How a Political News Buff Sought Peace by Going Cold Turkey
When I peeked, the UCLA report on incivility in high schools distressed me.
Posted Oct 27, 2017
During a moment of serendipity, after a dinner event, I met the author of The Spirituality of Age. At that time Robert L. Weber, Ph.D., gave me a copy of his book. Initially I thought to myself, “Am I really looking older?” For me and many of my academic colleagues, the nightly news and name-calling from the White House seemed to be aging us. So I tried seeking peace by avoiding local and national news. I even gave up checking headlines on my iPhone every 10 minutes.
My inspiration for this cold turkey news blackout came from a section within Weber's book called, “Can withdrawal from the mainstream, by choice or circumstances, have value? ” Although the full title of the book is The Spirituality of Age: A Seeker’s Guide to Growing Older, after reading that section I decided that the subtitle could easily have been “A Guide to Growing Wiser at Any Age.” And yes, it was valuable to take this retreat from noise and news.
However, despite my best effort at my news fast, even abandoning Rachel Maddow, I was not able to give up Twitter. And today I peeked at the news. A multitude of media outlets on carried the UCLA report that anger is escalating in the high schools.They pointed a finger at Trump. My peace was shattered. The report from John Rogers UCLA’s Institute for Democracy, Education, and Access is titled: Teaching and Learning in the Age of Trump: Increasing Stress and Hostility in America’s High Schools.

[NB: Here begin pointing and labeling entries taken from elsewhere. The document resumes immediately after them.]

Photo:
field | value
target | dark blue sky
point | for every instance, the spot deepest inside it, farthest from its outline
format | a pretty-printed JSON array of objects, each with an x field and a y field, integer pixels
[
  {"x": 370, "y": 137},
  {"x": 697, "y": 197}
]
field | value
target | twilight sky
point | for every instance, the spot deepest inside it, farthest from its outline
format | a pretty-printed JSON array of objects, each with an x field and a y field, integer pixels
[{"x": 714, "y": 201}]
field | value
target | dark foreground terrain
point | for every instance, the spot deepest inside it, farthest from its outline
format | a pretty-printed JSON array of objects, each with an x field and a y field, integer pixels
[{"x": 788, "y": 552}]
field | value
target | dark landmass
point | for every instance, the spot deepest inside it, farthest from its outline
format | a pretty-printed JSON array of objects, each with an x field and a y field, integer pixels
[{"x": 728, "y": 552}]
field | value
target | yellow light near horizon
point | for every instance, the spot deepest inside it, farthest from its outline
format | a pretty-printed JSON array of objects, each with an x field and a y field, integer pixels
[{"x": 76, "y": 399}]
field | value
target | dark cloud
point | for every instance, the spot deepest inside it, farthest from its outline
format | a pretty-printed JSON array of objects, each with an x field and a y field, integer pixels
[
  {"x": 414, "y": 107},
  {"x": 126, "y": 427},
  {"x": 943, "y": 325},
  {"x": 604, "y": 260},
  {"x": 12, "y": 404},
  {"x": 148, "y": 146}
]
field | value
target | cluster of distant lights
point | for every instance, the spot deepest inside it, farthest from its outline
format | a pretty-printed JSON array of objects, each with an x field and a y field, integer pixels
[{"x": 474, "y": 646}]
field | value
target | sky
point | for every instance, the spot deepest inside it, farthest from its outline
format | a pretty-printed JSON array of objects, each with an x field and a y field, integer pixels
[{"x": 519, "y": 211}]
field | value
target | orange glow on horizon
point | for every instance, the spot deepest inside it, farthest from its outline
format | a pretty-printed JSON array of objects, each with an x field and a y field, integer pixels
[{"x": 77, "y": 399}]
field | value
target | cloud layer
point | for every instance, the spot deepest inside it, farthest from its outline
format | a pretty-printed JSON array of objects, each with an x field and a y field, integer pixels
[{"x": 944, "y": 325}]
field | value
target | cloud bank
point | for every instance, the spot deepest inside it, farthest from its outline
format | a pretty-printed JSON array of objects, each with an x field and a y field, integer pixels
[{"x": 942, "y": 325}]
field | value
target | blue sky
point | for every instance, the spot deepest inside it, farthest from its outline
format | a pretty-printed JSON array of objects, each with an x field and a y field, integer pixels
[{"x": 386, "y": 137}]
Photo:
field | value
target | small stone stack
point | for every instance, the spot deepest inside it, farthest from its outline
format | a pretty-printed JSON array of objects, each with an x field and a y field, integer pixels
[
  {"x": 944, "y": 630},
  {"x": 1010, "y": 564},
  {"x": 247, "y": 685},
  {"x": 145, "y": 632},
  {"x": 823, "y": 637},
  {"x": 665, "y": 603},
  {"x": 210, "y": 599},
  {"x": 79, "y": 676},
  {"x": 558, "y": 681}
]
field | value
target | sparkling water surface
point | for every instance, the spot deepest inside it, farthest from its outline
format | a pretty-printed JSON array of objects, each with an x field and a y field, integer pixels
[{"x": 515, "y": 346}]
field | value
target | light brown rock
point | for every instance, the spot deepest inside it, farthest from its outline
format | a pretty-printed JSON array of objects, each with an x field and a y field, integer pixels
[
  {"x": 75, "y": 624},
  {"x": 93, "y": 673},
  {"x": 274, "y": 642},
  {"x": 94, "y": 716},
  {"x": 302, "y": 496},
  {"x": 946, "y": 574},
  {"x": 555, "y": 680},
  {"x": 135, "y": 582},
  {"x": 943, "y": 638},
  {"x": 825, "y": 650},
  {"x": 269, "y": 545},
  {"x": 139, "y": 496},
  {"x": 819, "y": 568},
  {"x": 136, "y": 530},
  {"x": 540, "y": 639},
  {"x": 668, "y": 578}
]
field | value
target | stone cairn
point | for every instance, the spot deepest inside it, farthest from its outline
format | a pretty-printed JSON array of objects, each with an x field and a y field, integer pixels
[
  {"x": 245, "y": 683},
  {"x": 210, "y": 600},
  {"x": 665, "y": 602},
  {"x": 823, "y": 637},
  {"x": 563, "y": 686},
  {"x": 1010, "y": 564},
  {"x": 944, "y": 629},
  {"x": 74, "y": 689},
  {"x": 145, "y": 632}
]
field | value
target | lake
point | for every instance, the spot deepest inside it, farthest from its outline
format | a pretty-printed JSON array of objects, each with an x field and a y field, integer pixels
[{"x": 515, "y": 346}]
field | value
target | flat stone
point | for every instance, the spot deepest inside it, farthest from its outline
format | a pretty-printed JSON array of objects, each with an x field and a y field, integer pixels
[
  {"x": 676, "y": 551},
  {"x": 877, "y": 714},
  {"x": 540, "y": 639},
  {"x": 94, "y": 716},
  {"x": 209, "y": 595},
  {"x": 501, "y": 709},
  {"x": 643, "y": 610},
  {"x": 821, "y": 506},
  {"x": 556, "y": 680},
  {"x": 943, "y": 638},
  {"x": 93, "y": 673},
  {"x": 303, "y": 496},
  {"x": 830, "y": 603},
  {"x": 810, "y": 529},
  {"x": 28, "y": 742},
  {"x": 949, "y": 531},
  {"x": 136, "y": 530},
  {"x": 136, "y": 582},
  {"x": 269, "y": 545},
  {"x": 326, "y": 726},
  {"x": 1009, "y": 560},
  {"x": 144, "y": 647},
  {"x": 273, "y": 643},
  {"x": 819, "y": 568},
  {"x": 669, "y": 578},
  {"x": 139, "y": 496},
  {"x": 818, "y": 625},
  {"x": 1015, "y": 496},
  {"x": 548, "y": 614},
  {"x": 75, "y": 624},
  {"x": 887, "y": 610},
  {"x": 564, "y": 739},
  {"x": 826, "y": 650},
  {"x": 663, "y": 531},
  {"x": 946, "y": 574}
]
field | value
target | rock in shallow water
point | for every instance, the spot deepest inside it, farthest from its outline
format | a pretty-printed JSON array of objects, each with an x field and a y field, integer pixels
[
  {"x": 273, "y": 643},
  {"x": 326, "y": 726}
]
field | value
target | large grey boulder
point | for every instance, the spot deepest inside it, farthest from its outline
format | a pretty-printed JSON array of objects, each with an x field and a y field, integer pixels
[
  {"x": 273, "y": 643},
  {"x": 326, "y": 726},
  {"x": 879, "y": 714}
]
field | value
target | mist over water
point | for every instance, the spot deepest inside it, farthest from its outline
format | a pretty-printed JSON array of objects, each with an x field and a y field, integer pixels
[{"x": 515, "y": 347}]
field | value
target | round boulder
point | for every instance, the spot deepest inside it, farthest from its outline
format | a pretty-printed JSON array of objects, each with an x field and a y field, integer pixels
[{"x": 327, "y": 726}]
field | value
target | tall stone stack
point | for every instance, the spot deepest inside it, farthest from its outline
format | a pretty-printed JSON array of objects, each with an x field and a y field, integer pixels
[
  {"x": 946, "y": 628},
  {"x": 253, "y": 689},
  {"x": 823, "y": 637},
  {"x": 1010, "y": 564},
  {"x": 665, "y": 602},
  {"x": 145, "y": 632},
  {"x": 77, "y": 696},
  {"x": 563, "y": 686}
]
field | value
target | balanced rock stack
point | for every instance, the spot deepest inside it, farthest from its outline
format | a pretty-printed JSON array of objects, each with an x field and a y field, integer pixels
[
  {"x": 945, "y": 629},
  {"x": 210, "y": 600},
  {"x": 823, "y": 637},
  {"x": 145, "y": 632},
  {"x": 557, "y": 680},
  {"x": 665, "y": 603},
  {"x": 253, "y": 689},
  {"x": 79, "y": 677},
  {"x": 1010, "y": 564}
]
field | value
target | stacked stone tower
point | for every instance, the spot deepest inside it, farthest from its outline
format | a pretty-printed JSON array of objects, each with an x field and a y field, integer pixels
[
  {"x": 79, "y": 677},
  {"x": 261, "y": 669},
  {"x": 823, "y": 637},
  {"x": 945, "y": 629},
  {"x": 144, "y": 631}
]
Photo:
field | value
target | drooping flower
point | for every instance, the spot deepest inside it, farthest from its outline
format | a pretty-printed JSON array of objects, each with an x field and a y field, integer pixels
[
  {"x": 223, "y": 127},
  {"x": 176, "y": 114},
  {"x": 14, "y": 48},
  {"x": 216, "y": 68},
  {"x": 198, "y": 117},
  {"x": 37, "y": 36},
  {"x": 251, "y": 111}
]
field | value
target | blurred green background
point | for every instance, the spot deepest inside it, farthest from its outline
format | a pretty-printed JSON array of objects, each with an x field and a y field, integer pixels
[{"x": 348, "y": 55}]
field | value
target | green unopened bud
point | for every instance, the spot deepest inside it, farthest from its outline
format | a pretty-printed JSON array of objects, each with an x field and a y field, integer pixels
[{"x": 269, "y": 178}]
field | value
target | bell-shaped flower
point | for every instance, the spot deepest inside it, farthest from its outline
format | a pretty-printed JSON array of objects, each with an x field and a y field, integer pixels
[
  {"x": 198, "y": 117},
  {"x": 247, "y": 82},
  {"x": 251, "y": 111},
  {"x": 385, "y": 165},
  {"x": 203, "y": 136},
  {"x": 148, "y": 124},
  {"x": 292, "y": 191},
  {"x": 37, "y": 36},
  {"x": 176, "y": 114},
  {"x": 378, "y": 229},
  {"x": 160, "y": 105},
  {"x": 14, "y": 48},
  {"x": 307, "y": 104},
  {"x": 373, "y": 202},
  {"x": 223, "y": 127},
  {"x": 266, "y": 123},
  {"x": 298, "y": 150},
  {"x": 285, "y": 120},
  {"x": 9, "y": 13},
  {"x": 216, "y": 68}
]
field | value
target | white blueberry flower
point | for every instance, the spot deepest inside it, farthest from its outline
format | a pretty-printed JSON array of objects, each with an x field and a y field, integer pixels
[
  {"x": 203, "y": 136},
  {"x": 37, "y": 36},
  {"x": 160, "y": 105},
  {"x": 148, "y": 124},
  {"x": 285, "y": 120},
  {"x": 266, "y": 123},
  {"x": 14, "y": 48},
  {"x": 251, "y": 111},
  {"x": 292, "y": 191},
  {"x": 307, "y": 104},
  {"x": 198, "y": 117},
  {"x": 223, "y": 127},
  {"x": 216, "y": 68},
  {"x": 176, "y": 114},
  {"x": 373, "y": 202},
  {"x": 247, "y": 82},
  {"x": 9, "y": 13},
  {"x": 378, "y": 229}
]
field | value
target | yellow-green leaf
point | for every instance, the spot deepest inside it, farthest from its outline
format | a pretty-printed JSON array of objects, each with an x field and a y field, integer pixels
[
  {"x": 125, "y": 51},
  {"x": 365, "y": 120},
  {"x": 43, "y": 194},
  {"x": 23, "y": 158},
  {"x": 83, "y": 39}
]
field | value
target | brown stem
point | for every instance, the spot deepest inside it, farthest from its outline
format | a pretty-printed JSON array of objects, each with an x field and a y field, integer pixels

The Executive Summary states:
"This report examines whether the substance and tone of national political discourse during the first four months of the Trump administration affected U.S. public high school students. Throughout his campaign and in his presidency to date, Donald Trump has addressed a number of 'hot-button' topics that call into question the status or rights of many different groups in American society. The charged political rhetoric surrounding these and other issues often has been polarizing and contentious."
In this brief sample from the executive summary, the researchers noted:
- Stress and welfare concerns have increased: 51.4% of teachers reported more students experiencing “high levels of stress and anxiety” than in previous years.
- Well-being: 79% of teachers reported that students are concerned about their families, essentially due to talk on immigration, travel limitations on predominantly Muslim countries, restrictions on LGBTQ rights, changes to health care, or threats to the environment.
- Polarization: More than 20% of teachers reported heightened polarization and incivility.
- Unfounded claims: 41.0% of teachers reported an increase in the introduction of unfounded claims from unreliable sources.
- Derogatory remarks: 27.7% of teachers reported this increase even during class discussions.
Civility, a possible solution. Of the 1,535 responding teachers, who had received a $10 Amazon gift card to participate, 91.6% agreed that: “national, state, and local leaders should encourage and model civil exchange and greater understanding across lines of difference.” Almost as many (83.9%) agreed that national and state leaders should “work to alleviate the underlying factors that create stress and anxiety for young people and their families. This small report tossed me into stress mode, although, despite the findings the methodology might be refuted: Teaching and Learning in the Age of Trump: Increasing Stress and Hostility in America’s High Schools.
How did I regain my peace of mind? I went back to Weber’s book, co-authored with Carol Orsborn, Ph.D. The format is one in which questions are answered by each of them in back-to-back fashion.
In addressing the question: "Can withdrawal from the mainstream, by choice or circumstances, have value?" Orsborn pointed out:
"Thomas Merton devoted much of his adult life to answering this question. While Merton himself was torn between his own passion for contemplative living and the growing demands upon him through the enthusiastic response with which his writing was met, he was clear about the value of withdrawing.”
Indeed, Merton himself addresses this in a book edited by Mary Tardiff, OP, At Home in the World: The Letters of Thomas Merton and Rosemary Radford Ruether. He took the side of wilderness, while she argued against taking off to the hills:
“Paradise is brought out of the wilderness, not in a symbolic sense of planting trees in the wilderness, but in the real sense of struggling against the dehumanizing forces in the city of man.”
Yes, this book is about aging, but it is also about wisdom. And one does not need to wait until the golden years to seek practical applications for finding peace in a troubled world. What about today's teenagers? If only a hero with compassion, ethics, and values would rise up and give students a role model whom they might emulate.